Gaps in asthma care of the oldest adults.

OBJECTIVES: To assess the adequacy of asthma care reported by a group of older adults who were subsequently hospitalized for their asthma. DESIGN: Prospective cohort study. SETTING: Fifteen managed care organizations in the United States. PARTICIPANTS: Adults with asthma, enrolled in managed care. MEASUREMENTS: Patient survey of demographics, asthma symptoms, health status, comorbid conditions, asthma treatment, asthma knowledge, and asthma self-management at baseline and 1 year later. RESULTS: Of 254 older adults, 38 (15.0%) reported being hospitalized for asthma at 1-year follow-up. Of these, 22.9% owned a peak flow meter (PFM). Of those with allergies, only about half (56.0%) had been told how to avoid allergens and had been referred for formal allergy testing. Adrenergic drug use was high in some patients. Nearly all (94.6%) used beta-agonist metered-dose inhalers (MDIs); 60.0% reported theophylline; 17.1% reported beta-agonist MDI overuse (>8 puffs per day); 10.5% reported beta-agonist MDI over-use and theophylline; and 13.2% reported both beta-agonist MDI over-use and oral beta-agonist use.
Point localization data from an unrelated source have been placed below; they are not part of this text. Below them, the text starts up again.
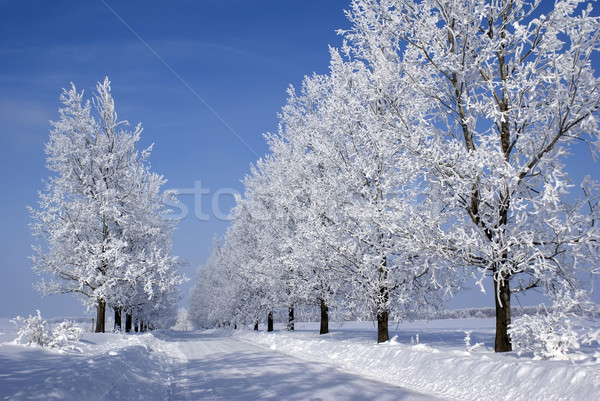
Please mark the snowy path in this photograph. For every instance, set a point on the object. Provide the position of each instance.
(225, 368)
(168, 365)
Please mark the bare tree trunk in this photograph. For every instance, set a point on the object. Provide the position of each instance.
(128, 322)
(118, 319)
(383, 334)
(270, 322)
(291, 318)
(324, 318)
(502, 298)
(100, 316)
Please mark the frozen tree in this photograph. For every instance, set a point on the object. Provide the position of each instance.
(106, 238)
(363, 193)
(502, 90)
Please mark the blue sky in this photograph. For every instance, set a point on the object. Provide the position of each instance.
(237, 56)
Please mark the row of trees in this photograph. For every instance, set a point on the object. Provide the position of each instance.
(102, 219)
(434, 149)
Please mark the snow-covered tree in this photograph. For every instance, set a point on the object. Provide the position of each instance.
(503, 90)
(101, 217)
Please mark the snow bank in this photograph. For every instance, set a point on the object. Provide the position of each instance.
(104, 367)
(445, 371)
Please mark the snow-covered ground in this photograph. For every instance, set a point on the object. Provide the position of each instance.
(427, 360)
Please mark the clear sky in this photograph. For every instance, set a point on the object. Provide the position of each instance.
(205, 78)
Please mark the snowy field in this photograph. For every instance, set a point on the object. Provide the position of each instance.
(425, 361)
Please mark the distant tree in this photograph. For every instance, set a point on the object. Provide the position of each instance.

Only 18.4% of respondents rated their overall asthma attack knowledge as excellent. Compared with nonhospitalized older adults, the hospitalized group reported care that was more consistent with guidelines, but also higher rates of potentially toxic combinations of adrenergic drugs. Compared with younger hospitalized adults, older hospitalized adults had clear deficiencies, including lower use of PFMs (55.3% vs 22.9%) and worse asthma self-management knowledge. CONCLUSIONS: There are many opportunities to improve both the pharmacologic and non-pharmacologic care of older adults with asthma. Overuse of and potentially toxic combinations of inhaled and oral sympathomimetics should probably be avoided. Older asthmatics may also benefit from increased specialty referral, PFM use, allergy testing, and asthma teaching.